MTU Troubleshooting on Cisco IOS

Thx for your reply, Actually i know all of these info, I will ask my Q’s in another way
could you please answer each one independently ?

during the handshake, for example both agreed on mss 9860 ( Header =40 bytes )

Q1:How did they agreed on 9860? what are the criteria that they took? is it just the interface mtu in all the path and the header? or there is somethings to be considered also?
i know that mss= mtu-header.

Q2: is it mandatory that the packet should be 9000 in our case ( if the header =40)? or it may be less and this depending on the payload size?
i mean if the payload is small, will the segment be small as well in our case? or it is mandatory to be as aggreged ( fix size ) always.

Q3:
Q4:When my payload is just 1460 and the mss is 9860, will the padding take place here mandatory?

Hello Ali

Sure, no problem, I can respond to each question specifically.

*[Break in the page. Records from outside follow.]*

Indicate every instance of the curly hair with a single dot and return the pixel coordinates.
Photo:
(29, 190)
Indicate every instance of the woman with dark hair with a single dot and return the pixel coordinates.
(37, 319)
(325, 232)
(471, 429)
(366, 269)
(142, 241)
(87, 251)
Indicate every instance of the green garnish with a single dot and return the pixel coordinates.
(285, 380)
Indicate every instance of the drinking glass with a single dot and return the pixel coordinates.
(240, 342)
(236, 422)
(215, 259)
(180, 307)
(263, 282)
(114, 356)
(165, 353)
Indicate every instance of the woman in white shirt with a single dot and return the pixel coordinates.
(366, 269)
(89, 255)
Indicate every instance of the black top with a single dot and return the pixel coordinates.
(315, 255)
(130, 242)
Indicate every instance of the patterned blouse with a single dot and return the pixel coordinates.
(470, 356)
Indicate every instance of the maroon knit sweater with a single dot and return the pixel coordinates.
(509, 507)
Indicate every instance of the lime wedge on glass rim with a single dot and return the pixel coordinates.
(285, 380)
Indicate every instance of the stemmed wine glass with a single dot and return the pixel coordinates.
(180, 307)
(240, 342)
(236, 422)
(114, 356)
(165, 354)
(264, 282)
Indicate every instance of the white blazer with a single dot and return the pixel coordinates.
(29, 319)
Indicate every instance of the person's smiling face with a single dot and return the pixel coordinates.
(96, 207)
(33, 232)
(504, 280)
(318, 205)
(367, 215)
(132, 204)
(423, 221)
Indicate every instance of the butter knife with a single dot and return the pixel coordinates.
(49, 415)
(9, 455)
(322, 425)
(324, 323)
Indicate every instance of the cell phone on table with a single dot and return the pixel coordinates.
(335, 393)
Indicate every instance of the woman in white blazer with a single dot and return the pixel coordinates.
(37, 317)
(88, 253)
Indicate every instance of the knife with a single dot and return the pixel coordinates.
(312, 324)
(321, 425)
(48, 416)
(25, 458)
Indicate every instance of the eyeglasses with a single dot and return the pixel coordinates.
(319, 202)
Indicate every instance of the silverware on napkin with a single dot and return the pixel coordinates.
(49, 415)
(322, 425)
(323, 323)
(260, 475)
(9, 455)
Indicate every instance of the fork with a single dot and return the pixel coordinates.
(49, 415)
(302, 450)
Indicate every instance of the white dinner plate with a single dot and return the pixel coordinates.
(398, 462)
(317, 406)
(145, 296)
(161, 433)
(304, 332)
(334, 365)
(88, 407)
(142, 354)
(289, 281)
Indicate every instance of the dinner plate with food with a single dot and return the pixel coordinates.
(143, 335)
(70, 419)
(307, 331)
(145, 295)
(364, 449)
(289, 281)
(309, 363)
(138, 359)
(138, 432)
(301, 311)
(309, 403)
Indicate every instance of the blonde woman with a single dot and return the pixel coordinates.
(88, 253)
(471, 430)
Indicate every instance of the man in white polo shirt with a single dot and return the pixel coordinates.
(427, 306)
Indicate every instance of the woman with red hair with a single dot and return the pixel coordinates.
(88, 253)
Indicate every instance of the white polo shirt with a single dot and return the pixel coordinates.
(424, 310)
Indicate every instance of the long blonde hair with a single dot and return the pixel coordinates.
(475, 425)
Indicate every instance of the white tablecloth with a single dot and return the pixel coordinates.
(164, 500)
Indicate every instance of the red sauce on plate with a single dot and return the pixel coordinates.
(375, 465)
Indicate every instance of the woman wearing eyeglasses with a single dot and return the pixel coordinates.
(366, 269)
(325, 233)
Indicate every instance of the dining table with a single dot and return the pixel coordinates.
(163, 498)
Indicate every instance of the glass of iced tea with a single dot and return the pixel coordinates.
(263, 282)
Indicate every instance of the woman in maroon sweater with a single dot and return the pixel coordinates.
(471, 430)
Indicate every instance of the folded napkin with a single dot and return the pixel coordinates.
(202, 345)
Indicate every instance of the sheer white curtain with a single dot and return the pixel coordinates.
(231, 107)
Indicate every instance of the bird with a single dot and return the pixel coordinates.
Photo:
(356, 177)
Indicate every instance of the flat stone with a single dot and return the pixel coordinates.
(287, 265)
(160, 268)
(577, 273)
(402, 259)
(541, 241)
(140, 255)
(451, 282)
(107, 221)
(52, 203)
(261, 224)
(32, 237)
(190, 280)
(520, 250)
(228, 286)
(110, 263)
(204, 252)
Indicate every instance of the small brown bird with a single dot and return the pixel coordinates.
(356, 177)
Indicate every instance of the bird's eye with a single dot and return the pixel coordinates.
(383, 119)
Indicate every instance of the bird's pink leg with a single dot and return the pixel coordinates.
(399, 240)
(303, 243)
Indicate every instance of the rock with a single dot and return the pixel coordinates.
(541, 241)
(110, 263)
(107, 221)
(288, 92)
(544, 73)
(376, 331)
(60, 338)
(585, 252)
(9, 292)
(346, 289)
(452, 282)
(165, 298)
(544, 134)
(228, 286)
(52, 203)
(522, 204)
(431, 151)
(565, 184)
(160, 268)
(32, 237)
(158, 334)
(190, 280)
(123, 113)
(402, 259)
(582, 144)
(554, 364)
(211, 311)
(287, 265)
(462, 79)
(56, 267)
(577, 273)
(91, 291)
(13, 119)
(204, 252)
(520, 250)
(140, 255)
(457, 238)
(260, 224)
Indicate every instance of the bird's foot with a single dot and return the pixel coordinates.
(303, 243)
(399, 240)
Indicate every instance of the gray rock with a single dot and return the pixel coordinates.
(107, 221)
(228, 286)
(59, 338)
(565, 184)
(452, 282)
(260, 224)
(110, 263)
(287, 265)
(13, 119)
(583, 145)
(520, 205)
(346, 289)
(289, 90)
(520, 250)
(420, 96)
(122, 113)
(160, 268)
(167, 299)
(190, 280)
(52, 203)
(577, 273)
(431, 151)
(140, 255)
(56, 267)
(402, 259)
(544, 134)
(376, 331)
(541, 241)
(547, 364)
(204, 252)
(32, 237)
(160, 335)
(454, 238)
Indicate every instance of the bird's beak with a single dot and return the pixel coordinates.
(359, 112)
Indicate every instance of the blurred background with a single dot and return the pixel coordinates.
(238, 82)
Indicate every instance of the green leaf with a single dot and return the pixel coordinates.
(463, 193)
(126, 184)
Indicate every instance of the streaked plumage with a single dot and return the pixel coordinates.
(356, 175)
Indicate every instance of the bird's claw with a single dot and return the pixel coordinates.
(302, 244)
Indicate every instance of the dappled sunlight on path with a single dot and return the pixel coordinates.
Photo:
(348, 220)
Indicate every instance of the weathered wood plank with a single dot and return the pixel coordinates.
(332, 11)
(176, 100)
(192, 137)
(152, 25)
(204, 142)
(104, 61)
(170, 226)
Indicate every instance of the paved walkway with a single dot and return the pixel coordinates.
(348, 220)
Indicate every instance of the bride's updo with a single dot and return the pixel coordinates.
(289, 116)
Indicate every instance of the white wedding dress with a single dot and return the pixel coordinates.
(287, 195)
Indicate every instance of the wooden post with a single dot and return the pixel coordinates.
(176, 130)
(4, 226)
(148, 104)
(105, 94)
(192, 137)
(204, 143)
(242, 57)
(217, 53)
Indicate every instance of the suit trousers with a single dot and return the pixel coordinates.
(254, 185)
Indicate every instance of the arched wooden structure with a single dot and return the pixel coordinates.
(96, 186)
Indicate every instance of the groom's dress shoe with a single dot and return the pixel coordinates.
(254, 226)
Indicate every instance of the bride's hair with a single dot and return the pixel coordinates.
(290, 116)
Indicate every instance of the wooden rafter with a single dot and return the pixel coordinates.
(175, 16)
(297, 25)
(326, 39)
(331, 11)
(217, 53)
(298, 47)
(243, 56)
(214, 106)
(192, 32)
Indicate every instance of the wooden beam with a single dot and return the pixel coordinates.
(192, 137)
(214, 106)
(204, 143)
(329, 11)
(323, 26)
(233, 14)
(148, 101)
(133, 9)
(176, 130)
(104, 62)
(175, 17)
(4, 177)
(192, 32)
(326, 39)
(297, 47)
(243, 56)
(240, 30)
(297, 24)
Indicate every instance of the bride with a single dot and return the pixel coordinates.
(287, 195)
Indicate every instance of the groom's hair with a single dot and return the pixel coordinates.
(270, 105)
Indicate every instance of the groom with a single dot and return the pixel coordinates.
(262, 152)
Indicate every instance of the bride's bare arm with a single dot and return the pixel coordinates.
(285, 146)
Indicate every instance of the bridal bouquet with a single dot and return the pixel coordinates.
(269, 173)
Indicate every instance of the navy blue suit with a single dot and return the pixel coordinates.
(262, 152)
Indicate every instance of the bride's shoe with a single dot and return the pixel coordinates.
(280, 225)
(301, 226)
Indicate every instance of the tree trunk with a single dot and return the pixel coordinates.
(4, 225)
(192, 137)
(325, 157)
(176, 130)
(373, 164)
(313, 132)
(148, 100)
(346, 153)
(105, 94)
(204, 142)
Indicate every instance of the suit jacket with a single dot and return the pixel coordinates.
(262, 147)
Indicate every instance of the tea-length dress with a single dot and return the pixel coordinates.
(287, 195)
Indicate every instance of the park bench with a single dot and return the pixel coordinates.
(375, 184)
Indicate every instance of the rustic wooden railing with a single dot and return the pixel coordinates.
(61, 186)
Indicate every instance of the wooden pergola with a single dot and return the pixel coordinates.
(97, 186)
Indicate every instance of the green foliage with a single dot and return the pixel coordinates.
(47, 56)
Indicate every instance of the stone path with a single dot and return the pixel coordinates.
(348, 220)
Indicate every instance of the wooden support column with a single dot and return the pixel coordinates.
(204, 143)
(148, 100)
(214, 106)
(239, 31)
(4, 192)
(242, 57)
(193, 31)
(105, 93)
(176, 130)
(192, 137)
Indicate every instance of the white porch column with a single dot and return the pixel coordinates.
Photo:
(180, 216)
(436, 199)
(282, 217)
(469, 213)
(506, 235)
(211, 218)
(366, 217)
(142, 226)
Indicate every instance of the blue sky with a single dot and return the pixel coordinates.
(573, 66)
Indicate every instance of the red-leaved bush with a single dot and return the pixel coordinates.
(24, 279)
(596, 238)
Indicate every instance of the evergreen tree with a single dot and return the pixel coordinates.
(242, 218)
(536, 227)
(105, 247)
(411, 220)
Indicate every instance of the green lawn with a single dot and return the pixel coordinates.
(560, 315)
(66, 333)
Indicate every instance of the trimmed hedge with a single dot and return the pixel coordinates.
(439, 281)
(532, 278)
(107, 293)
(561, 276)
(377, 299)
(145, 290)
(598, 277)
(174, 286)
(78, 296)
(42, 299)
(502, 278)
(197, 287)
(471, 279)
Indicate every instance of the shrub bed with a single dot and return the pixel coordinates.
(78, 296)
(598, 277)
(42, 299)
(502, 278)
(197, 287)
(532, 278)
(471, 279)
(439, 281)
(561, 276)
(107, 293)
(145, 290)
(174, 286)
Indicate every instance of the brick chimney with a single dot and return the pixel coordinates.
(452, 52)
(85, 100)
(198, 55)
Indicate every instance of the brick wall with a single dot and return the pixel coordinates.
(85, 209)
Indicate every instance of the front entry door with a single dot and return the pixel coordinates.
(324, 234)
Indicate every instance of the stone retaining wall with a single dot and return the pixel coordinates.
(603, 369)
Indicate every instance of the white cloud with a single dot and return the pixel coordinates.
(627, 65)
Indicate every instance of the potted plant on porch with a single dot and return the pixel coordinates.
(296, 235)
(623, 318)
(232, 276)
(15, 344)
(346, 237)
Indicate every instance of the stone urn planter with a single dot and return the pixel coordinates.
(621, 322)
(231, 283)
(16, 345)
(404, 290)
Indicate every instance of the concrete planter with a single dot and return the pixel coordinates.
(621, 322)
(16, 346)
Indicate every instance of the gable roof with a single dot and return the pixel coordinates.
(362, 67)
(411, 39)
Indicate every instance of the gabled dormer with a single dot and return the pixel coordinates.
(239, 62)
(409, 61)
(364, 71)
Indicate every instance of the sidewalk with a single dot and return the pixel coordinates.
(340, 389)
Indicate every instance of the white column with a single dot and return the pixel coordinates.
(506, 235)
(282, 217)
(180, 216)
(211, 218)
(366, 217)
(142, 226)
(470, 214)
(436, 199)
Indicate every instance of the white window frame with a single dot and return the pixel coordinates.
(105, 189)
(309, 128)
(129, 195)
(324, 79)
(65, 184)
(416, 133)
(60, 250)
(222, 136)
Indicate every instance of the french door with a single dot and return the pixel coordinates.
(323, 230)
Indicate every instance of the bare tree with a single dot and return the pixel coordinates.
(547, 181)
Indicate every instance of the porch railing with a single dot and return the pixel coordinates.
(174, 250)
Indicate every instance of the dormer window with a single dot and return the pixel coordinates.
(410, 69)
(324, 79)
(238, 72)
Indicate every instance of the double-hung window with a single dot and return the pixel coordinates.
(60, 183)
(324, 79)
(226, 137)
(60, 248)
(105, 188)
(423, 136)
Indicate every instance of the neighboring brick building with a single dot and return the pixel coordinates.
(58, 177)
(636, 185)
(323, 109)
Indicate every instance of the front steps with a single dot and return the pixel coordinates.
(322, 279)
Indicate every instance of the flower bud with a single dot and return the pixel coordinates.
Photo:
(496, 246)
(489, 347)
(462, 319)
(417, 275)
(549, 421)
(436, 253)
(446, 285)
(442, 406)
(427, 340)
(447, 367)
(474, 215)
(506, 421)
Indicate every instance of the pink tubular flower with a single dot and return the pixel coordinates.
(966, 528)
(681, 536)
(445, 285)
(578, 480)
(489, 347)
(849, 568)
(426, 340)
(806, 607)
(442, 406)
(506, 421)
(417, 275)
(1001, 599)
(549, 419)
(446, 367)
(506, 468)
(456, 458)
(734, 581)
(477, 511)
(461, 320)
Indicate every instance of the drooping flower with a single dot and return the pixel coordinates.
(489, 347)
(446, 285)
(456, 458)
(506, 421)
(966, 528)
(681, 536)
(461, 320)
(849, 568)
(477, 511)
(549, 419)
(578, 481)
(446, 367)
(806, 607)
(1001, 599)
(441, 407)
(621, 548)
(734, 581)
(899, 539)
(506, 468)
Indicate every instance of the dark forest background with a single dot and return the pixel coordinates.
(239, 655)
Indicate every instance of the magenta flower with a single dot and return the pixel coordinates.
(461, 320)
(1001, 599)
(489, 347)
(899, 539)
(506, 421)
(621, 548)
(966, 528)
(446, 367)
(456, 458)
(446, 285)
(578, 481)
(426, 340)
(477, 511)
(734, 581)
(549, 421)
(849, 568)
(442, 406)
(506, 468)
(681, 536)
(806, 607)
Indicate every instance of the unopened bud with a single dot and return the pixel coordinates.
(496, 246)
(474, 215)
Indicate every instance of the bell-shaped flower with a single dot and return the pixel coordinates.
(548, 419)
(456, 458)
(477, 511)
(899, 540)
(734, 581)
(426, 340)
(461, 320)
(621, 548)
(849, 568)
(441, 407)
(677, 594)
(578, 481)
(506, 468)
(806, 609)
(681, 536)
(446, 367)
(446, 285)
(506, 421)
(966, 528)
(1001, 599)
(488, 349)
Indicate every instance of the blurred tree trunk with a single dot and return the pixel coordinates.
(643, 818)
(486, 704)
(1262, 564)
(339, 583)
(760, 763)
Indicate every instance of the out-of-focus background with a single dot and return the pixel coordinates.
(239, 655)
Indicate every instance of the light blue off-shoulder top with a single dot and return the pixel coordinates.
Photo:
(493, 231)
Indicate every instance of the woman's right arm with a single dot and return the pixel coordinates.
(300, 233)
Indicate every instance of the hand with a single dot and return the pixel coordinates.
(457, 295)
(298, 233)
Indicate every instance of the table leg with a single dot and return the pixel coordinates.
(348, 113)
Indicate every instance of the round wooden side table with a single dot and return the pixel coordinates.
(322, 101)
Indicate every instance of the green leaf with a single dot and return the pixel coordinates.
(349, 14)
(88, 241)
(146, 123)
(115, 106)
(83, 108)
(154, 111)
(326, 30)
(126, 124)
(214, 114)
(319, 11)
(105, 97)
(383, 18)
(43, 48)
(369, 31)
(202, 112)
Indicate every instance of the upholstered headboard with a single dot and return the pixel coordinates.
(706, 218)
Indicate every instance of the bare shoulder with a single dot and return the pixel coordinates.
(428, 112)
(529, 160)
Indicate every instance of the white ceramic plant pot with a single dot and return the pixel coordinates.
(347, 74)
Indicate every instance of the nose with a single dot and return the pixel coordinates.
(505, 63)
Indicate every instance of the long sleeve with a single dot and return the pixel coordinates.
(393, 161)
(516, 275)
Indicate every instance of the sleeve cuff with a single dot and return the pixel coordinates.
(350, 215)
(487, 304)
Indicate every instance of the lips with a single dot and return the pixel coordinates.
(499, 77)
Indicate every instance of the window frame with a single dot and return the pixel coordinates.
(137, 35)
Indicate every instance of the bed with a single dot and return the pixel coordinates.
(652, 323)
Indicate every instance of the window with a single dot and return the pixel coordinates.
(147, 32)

The MSS is determined primarily based on the MTUs of the NICs of the sender and receiver. This process is further described in this NetworkLessons note. However, as mentioned in the note, the MSS can be influenced by using the TCP adjust-mss feature, where the MSS value in a SYN packet can be replaced with another value by an intervening router. So if a TCP sender and receiver agree upon 8960 bytes as the MSS, that means that their NICs support an MTU size of 9000. But this does not guarantee that the intervening network infrastructure supports this. The network designer must ensure that this is the case.

No it is not mandatory. The MSS defines only the maximum. The segment size can actually be anything up to the MSS value. So you don’t even need padding, you can have segments of varying sizes without any problem.

No there will be no padding necessary. The segment size of that particular transmission will be limited to the payload you have. Again, the MSS only defines the maximum size, not the size of all segments. Does that make sense?

I hope this has been helpful!

Laz

clear, thx
but recently i faced issue which is strange for me, i thought that maybe i understood something worng, anyway, simply i have network with 9000 mtu in all the path ( Spine, Leaf and FW), but from server side 1500, my edge FW is Mikrotik and each server can contact other servers normally, when i shifted the service to the new FW which is Fortigate ( I have experience in Security), SSH and some services freezes between Servers, but they can reach internet normally, again all the path 9000, just servers 1500, Freeze issue mostly related to MTU but as far as i know it should be no issue as long as they will communicate the mss, but when we changed the MTU from server side to 9000, All pass and cleared with no issue, what do u think the issue? i couldn’t perform packet capture due to the time, because we had production services during the operation.

1500 pass with DF from server to the FW and old FW ( Mikrotik ) as well.

Hello Ali

The first question that comes to mind is, are you sure that the problem is MTU related? You mention that the freeze issue is mostly related to MTU. The first thing to do is to determine conclusively that this is the case. Some ways you can do this is to use a ping sweep of various MTU sizes from one server to the other, to see if you do get a drop after a certain size.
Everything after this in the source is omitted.